Duplicacy check too slow and the connection was forcibly closed by the remote host

popo7ich · 5 April 2021 21:11

Hi guys, I want to implement a verify procedure with my jobs and based on what I read the recommended command is “duplicacy check -all -files”. After doing this, it was really taking some time, not sure exactly if this is normal and then I got an error message:

That was only 4 revisions and took around 3-4 hours until I saw the error message.

The plan is to do this once a week, but this is the first time I try it honeslty.

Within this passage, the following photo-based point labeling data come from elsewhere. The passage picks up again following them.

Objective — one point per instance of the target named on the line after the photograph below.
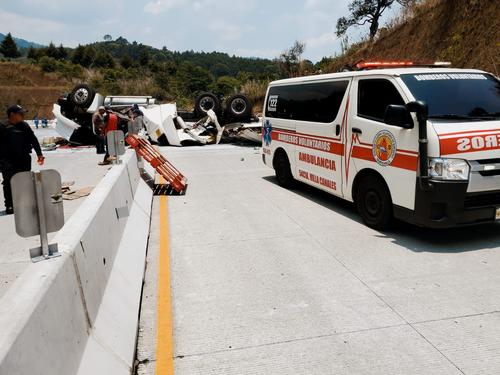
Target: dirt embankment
(28, 86)
(464, 32)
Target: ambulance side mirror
(398, 115)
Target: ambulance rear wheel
(283, 171)
(374, 202)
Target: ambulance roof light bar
(365, 65)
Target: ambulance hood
(471, 140)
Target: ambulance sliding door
(318, 110)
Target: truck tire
(82, 96)
(374, 203)
(205, 102)
(282, 170)
(238, 107)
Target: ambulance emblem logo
(384, 147)
(266, 134)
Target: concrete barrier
(78, 314)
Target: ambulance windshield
(460, 96)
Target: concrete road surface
(270, 281)
(78, 165)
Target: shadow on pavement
(417, 239)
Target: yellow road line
(164, 323)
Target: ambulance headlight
(449, 169)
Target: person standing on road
(99, 130)
(17, 140)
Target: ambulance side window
(312, 102)
(374, 95)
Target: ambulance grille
(482, 200)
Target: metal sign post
(116, 144)
(38, 209)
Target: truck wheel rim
(238, 106)
(206, 104)
(372, 203)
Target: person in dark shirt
(16, 142)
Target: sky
(253, 28)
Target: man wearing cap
(16, 142)
(100, 129)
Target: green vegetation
(8, 47)
(122, 68)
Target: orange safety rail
(175, 178)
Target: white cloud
(161, 6)
(322, 40)
(30, 28)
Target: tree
(88, 56)
(104, 60)
(191, 78)
(289, 60)
(8, 47)
(32, 53)
(144, 57)
(225, 85)
(363, 12)
(48, 64)
(51, 51)
(62, 54)
(126, 61)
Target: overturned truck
(209, 123)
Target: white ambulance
(419, 143)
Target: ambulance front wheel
(282, 169)
(374, 202)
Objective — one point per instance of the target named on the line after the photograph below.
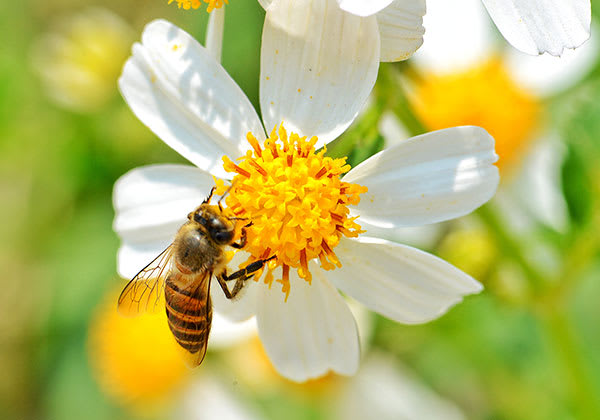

Any recommendations on how to make this work properly? Thanks in advance for your time.

M.

gchen · 6 April 2021 14:01

You can try running the check with multiple threads:

duplicacy check -all -files -threads 4

But, the connecting being closed may be the result of hitting the rate limit. Using multiple threads may not help at all and even make it worse.

I would suggest the -chunks option instead:

duplicacy check -all -chunks -threads 4

This ensures that each chunk will be downloaded only once.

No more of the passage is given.